Archive for March 15th, 2010


good cops, bad cops

After last Friday’s hearing, Jordan Brown’s attorneys Dennis Elisco and David Acker told reporters that Kenzie Houk’s ex-boyfriend was overheard tearfully admitting to someone at a friend’s party that he had killed his ex-girlfriend.

The attorneys said this information had been turned over to state police, though Trooper Jeffrey Martin, who is leading the investigation, claimed he was unaware of it, according to media reports.


This lead was given to him months ago (on August 26, 2009) and was never followed up on, despite the defense’s having afterwards asked Trooper Martin if he had learned anything more about the lead they’d given him.

Maybe Trooper Martin is experiencing some memory problems; if so, it seems to me he should be relieved of duty on medical grounds. Or maybe Trooper Martin is not telling the truth, in which case he should be relieved of duty on ethical grounds.

When the facts of this case are known—the full and truthful facts, not the prosecution’s fantastic connect-the-dots “spin” on fragments of innocuous “evidence” which simply does not add up—there will be no other reasonable conclusion but that the hateful and tragic outcomes of Kenzie’s and the baby’s murders can be traced back to abysmal police work and a betrayal of the trust we place in the police.

Good cops deserve our admiration and respect. Bad cops, on the other hand, so often turn out to be criminals with badges. What has been happening in Western Pennsylvania for the last year is, by my reckoning, criminal official behavior.
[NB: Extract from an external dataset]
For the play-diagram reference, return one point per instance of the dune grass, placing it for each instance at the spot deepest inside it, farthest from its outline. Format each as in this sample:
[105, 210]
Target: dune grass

It seems significant to me that at least a couple key players in the investigation and prosecution of this case are the same individuals who were involved in another Lawrence County PA murder case which is now so notorious: the attempted railroading of Thomas “Hank” Hughes Kimbell, Jr. who was sentenced to death for the 1994 murders of his neighbor, Bonnie Lou Dryfuse, her daughters Jacqueline Mae and Heather Sue, and their cousin, Stephanie Herko. After serving several years on death row, Kimbell’s conviction was overturned in 2000 and he was acquitted of the murders in 2002.

The official reason that Kimbell’s conviction was overturned was a technicality: limitations placed on his defense in questioning the testimony of a key witness. However, if the information I have learned about this case is true, there is more to the Kimbell story than is publicly known.

The charges against Jordan were based to a great extent on a tainted statement improperly elicited from Jordan’s younger step-sister by Janice Wilson (recently retired), one of the same Pennsylvania State Police troopers who had, fifteen years earlier, disclosed to Kimbell information “known only to the killer”or so the story is currently being told in the courthouse halls in Lawrence County.

In one of Kimbell’s interrogations, Trooper Wilson and one other investigator allegedly shared details of the case which were not public, including that the mother was killed first, the children’s bodies were stacked up in the bathroom, and that the back door did not open. Then, when Kimbell repeated these “inside facts” to others, the police had entrapped him through the creation of witnesses for the prosecution.

The police covered themselves by claiming that Kimbell said he learned details of the slayings by listening to a police scanner (and the prosecution claimed he knew details that hadn’t been broadcast). Kimbell was thus portrayed in his first trial as a murderer and a liar.

This case is profiled in Bill Kurtis’ book, Death Penalty on Trial. As with Kenzie’s murder, the real murderer of Mrs. Dryfuse and her children and niece is still living free.

Two dots connected does not a pattern make. Yet I cannot help but wonder if, were other “dots” from Trooper Wilson’s career investigated, would we see a disturbing pattern?